Drawing upon class readings and your own research (both individual and group), you will write an essay examining the causal role of language and symbol in your particular event. To borrow from Semelin—in what ways was language used to crystallize and then destroy an “other”? Thus, you are primarily looking at the operation of language and symbol prior to and during the mass killing; however, some research groups may wish to also examine the role of language and symbol as it played into the aftermath of the mass killing.
Sign is roughly defined as a discrete unit of meaning—“something that stands for something, to someone in some capacity." You are being asked to conduct an informal discourse analysis—an investigation that reveals the socio-psychological characteristics of a particular sign. For the purposes of this essay, the sign you will be investigating is the atrocity/massacre/genocide to which you have been assigned.

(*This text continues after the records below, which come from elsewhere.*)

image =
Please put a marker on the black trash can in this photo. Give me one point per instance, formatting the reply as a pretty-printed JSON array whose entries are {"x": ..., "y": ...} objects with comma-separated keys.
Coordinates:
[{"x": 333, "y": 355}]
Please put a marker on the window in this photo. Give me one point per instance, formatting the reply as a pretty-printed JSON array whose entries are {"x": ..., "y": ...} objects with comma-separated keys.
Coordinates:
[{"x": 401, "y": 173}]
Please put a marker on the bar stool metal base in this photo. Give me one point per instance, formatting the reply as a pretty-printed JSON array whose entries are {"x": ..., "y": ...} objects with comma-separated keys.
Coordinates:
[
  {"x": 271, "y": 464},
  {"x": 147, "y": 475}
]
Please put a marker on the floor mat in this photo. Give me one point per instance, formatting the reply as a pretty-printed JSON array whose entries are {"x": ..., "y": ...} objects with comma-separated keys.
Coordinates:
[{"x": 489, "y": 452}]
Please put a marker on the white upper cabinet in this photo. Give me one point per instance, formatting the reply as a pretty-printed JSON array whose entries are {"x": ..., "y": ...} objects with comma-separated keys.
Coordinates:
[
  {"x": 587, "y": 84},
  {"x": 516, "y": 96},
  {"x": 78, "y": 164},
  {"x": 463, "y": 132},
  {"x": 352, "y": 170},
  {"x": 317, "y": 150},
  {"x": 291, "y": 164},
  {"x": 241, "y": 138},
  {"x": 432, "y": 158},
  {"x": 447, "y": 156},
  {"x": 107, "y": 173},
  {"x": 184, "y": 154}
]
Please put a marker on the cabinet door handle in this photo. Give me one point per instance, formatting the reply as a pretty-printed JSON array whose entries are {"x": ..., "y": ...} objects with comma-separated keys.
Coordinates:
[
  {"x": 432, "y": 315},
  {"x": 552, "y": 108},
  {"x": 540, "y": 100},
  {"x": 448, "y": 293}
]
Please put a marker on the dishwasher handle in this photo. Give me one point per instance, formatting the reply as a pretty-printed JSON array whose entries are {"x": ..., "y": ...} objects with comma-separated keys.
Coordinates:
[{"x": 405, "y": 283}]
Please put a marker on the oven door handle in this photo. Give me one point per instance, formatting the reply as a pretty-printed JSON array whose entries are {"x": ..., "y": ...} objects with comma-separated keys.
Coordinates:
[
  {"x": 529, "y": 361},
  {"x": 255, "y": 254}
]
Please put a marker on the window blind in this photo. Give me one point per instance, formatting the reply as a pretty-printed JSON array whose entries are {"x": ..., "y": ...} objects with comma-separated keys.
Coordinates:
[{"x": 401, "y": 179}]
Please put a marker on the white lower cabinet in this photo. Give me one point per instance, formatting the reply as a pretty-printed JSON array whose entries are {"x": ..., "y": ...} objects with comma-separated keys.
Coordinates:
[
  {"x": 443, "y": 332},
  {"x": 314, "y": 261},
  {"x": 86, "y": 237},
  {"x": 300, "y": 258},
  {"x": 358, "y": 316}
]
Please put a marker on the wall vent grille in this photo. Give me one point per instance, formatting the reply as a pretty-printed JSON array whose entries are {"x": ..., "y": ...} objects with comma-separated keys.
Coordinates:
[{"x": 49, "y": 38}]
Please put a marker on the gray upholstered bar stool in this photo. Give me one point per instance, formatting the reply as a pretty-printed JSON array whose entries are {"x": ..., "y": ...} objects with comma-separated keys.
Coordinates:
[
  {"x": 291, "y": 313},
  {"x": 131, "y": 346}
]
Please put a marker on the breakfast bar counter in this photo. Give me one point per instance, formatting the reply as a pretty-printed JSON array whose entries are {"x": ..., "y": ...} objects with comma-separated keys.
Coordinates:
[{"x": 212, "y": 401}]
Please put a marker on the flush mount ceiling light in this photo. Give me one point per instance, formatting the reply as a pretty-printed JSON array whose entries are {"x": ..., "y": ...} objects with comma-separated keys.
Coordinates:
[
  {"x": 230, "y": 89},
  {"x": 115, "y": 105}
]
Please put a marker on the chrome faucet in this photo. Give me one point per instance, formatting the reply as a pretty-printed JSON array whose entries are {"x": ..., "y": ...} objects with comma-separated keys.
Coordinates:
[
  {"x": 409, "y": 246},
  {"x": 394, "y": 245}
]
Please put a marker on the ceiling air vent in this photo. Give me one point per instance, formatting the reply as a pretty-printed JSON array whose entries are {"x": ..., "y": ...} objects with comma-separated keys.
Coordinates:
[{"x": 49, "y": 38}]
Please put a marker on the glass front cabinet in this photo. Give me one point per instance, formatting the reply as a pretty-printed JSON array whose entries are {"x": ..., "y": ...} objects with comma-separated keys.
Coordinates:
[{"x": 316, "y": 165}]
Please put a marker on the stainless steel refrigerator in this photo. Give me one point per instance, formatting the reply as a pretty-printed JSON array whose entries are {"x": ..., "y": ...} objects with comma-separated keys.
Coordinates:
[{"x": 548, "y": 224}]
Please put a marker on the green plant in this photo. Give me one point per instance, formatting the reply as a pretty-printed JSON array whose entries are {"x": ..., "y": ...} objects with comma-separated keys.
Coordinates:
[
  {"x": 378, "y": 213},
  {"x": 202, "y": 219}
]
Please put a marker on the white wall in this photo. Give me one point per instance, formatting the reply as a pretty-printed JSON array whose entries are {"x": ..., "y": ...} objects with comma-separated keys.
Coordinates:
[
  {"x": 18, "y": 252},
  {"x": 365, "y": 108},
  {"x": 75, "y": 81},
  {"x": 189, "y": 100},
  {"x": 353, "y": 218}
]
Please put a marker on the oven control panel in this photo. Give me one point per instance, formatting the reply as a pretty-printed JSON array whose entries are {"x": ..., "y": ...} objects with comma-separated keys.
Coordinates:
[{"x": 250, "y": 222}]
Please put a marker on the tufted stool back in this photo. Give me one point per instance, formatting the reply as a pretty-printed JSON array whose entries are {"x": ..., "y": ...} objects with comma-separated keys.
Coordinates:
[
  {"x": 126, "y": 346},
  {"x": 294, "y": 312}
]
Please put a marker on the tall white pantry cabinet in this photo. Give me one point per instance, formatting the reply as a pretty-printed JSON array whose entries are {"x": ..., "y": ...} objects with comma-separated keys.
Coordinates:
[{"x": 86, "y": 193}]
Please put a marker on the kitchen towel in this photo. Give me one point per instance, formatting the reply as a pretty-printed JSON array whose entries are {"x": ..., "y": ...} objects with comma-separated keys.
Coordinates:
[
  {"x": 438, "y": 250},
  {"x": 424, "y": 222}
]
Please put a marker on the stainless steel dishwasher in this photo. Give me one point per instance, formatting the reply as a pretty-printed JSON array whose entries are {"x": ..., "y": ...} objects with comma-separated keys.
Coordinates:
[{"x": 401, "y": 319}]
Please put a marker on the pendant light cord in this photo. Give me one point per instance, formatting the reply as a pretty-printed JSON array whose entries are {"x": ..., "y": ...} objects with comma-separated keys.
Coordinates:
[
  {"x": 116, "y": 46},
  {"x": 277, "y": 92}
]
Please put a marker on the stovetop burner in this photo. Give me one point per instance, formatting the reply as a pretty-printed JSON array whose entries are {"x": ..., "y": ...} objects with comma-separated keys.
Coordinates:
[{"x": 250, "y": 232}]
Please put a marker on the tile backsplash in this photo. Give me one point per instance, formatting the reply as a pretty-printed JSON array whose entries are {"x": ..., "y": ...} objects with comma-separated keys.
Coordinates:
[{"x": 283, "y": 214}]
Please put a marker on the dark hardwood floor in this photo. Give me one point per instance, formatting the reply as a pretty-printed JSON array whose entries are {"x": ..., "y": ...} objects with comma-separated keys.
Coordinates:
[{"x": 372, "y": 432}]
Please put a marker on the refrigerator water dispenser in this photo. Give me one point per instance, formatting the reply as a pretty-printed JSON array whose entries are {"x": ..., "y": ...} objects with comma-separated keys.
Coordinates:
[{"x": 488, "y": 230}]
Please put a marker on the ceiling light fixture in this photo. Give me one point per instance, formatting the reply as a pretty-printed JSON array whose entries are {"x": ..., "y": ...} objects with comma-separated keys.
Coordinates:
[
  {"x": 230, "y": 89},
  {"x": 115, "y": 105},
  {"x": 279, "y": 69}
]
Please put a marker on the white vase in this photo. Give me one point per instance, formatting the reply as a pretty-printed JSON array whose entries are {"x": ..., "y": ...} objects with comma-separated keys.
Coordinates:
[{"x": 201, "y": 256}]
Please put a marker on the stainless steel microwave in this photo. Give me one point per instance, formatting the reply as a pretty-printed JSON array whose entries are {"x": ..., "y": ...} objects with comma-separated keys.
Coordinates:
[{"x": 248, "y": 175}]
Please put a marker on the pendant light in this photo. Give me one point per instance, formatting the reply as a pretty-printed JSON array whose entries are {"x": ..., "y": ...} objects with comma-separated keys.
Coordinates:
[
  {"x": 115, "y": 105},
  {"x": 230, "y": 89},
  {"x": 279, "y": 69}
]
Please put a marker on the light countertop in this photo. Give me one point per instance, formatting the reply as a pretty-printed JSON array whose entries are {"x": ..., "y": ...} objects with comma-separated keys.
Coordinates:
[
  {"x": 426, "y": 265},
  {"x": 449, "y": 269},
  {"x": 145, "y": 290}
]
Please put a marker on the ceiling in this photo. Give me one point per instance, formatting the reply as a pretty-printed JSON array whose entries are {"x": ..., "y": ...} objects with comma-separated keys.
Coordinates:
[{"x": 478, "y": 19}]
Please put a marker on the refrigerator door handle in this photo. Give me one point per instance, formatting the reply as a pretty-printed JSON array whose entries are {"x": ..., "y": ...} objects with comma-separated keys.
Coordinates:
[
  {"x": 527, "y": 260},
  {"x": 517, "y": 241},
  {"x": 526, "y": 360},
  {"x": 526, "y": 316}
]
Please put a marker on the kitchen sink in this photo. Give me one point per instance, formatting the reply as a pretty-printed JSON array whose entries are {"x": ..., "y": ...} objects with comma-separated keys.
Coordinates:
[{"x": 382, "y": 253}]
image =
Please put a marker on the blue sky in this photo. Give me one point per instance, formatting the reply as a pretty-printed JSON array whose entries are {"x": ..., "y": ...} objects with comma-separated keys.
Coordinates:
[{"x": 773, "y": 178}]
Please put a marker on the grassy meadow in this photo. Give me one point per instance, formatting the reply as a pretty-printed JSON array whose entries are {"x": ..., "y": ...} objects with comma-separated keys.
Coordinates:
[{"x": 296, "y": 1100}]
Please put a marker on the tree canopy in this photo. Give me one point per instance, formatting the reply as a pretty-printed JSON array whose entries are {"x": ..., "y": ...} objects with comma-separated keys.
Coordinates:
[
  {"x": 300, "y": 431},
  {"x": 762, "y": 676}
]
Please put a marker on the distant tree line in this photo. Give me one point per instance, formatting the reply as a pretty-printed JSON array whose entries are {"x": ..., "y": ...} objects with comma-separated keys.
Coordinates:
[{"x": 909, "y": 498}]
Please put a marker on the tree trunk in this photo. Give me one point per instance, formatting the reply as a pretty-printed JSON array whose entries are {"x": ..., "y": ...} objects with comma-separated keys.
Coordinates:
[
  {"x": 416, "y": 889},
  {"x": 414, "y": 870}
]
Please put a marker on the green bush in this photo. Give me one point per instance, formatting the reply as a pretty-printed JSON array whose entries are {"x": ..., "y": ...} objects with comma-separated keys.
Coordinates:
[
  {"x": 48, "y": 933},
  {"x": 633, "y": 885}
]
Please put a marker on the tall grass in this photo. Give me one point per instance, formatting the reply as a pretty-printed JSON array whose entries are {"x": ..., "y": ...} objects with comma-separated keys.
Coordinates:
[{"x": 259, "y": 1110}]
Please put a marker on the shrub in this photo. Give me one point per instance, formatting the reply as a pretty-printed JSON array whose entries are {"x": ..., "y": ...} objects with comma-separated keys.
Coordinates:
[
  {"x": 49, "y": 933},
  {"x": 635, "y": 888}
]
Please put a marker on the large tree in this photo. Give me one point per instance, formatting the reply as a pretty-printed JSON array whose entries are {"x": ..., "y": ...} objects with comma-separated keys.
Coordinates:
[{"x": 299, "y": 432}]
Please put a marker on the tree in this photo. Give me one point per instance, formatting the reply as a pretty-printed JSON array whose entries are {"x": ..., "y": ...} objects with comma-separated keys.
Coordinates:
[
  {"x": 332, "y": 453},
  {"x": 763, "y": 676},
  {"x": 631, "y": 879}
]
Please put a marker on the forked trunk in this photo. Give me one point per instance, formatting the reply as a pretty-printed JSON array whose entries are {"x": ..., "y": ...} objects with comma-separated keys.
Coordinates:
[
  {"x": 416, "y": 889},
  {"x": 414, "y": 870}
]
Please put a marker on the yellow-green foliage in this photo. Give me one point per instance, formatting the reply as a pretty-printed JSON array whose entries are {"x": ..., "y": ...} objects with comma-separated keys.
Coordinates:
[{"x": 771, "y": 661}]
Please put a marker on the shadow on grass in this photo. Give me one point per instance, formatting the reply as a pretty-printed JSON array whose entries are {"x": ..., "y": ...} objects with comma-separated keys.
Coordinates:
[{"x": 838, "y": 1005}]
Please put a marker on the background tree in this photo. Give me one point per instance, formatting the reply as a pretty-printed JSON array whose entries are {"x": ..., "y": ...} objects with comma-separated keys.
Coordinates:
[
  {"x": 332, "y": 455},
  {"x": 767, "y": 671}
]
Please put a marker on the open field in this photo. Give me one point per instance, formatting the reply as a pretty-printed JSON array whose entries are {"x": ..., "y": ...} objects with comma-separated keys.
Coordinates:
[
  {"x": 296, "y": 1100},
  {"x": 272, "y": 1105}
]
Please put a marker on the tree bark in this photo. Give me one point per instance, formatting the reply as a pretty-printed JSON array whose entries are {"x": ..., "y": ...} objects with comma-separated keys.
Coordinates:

Questions that will assist you in undertaking the analysis of your particular mass killing are:
1. Was there a particular ideology in place? In what ways did language and/or symbol contribute to this ideology?
2. In what ways is the language/symbol a manifestation of binary instinct?
3. What particular us vs. them narratives were promulgated? How did language and symbol weave into this narrative?
4. Did language/symbol work to exploit and/or foster cultural and/or economic instability?
5. How did language/symbol work to strengthen and bolster identity?
6. In what ways did language/symbol work to establish in-group purity and out-group debasement and filth?
7. In what ways did language/symbol fulminate fear?
8. In what ways did language/symbol work to establish or underscore the desire for security?
9. In what ways did language/symbol tap into the archetypes that Keen addresses in Faces of the Enemy, specifically:
* the enemy as created by paranoia
* the enemy as enemy of God
* the enemy as barbarian
* the enemy as rapist
* the enemy as beast, insect, reptile
* the enemy as death
10. Ask and answer these questions:
What? (Explain or define your topic.)
Who? (Who were the actors in the atrocity? Who were the perpetrators and victims?)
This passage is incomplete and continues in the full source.